The story of Chipotle's rise to fame could hardly have a more all-American flavor (other than, of course, the food itself). The burrito chain kicked off its first sale in a suburb of Denver where a former Culinary Institute of America chef, current CEO Steve Ellis, decided he could create a unique spin on Mexican fare. Starting his business with less than $100,000 to cover all expenses, Ellis calculated he needed to sell about 100 burritos per day to stay in the black; two more locations would pop up within two years, followed by a minority investment from McDonalds within five years. The company went public in 2006 and saw its stock grow by no less than 100% on the very first day of trading, representing the best growth streak for an American company in six years (McDonalds, for their part, invested $350 million in Chipotle and sold their shares for $1.5 billion). Their growth could hardly be better over the next decade, winning customer satisfaction awards while expanding to new markets with near-unfettered success and maintaining a positive image with organic, non-GMO products. Between 2006 and 2012 their stock grew ten-fold, then almost doubled again by 2015. Yet what goes up must come down and any company can only go so long before a scandal rocks their bottom line. In Chipotle's case, the issue proved to be the same that cost Burger King so dearly in the 1990s: the E. coli bacteria.
From Small Origins
Fears over E. coli often prove overblown: any one of us has a billion or so of the organisms within our intestines at any point in time. Indeed, the vast majority of E. coli bacteria help to digest food, but the occasional specimen that contaminates food causes serious health consequences. While standard food poisoning only keeps you from going to work for a day or so, food poisoning brought on by E. coli can prove lethal, especially to children. Chipotle experienced an outbreak of E. coli in their northwestern chains that forced the company to close down several dozen restaurants in Washington and Oregon after the hospitalization of customers created a public outcry. This came on the heels of a norovirus outbreak in California (which also results in food poisoning, but of a less-serious nature) and salmonella in a Minnesota restaurant. One outbreak can be a forgettable occurrence and two may be a coincidence, but three indicates issues with the company's supply chain. It would prove easy for Chipotle to side-step health concerns by adding preservatives to their food, as major competitor Panera Bread does, but the Mexican fast-food chain prides itself on fewer additives to their meals and more natural ingredients. Indeed, Chipotle goes out of its way to mention this to shareholders, with frequent reminders that the company takes on more financial risk due to the use of fresh and not frozen or preserved ingredients, and with notes that issues with their supply chain can result in higher prices passed on to customers. While the closure of a few dozen restaurants out of a total of 2000 US locations doesn't matter much in the big picture, the company's trading price on Wall Street reflects public confidence, which has soured on the restaurant for the time being.
It's not likely that the Chipotle downturn will last long. The company has a fantastically loyal customer base that most restaurants would kill for. Many health scandals blow over in time, furthermore, as a problem is corrected and millions of meals served each day without qualm restore order. Yet the decline should not be underestimated. Chipotle stock currently trades at 52-week lows, having lost all of its gains in 2015 and reeling from only two trading days of net positives in the past month. Investors have the right to be cautious about Chipotle, especially if they've only bought in recently and have not seen as much growth as they had hoped for.
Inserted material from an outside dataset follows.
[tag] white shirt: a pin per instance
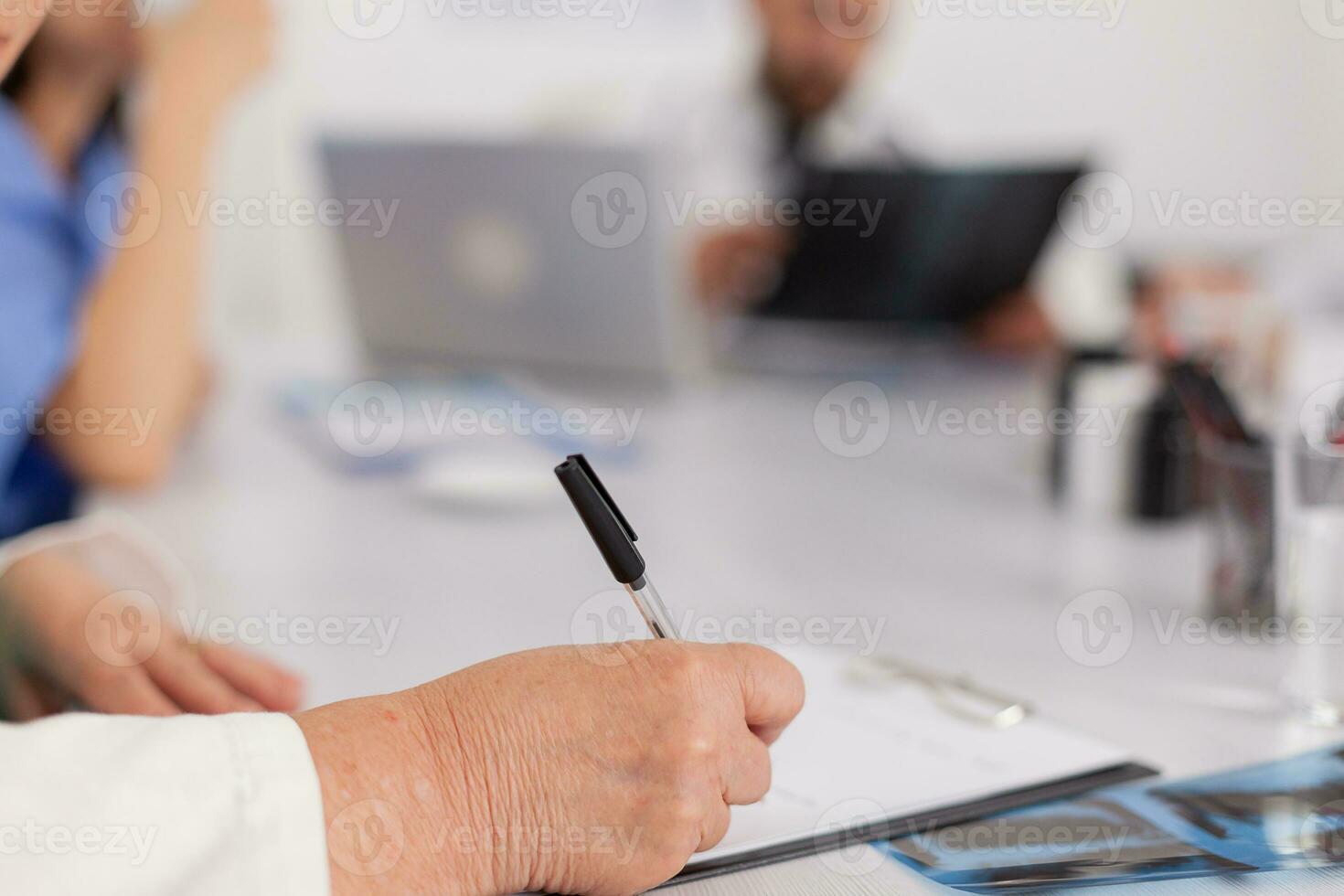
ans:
(728, 145)
(187, 806)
- The Takeaway: selling on Chipotle depends on your current portfolio more than it does Chipotle stock itself. There's still ample room for the company to grow in the long term, and investors without any impending needs should keep it and ride out the storm. Investors who want more liquidity or more wiggle room in their portfolio, or those who don't want to wait until 2016 or 2017 to recoup losses, should consider selling high in order to reap the benefits of their faith in the company over the months or years.
- Investors without any shares in Chipotle have a good chance at a value buy today; investing in Chipotle at current prices is like investing in the company a year and a half ago. Remember that the growth has not been tapped out: Morningstar projects Chipotle to enjoy a 30% margin rate within the next five years, a statistic that's extremely rare on Wall Street.